In a city that’s seen just about everything, the undertaking, a collaboration between the firm nArchitects, Monadnock Development, and the Actor’s Fund Housing Development Corporation, will be a novelty twice over. For one thing, this will be the tallest building ever constructed out of prefab modules in Manhattan, and one of the first such apartment buildings in the entire city. The modules—each of which weighs the equivalent of a dozen Ford F-150s—will arrive on East 27th Street virtually move-in ready, with toilets, cabinets, and electrical sockets all in place.

For another, this will be the city’s first “microunit” building. In 2013, its design won a city-sponsored “micro-housing” competition devoted to compact housing for single occupants. (Forty-six percent of Manhattan households are made up of one adult.) The architects, Eric Bunge and Mimi Hoang, hope that large windows, high ceilings, and floor plans featuring multipurpose living areas—fold-up furniture sold separately—will make the apartments feel more spacious than their 255 to 360 square feet.

Microunits and modular construction make a good match. “The whole point is efficiency through repetitive, assembly-line construction,” says Tobias Oriwol, the project developer for Monadnock. Walking along the assembly line as workers toil on two dozen apartments in various stages of completion, you see, as if in a flip-book, a finished home emerge from a cage of steel.
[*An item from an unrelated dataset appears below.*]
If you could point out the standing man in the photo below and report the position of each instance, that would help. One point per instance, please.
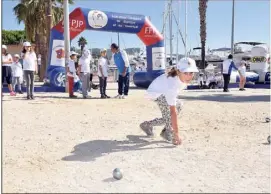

Bunge says that drafting a modular, microunit building is, in terms of complexity and precision, something like designing a car. The little boxes flirt with minimum-habitable-space laws as well as mandates regarding disability access, so there is absolutely no room for error. “If we were to … change drywall from half an inch to five-eighths,” he says, running his fingers across some plaster, “we’re screwed.”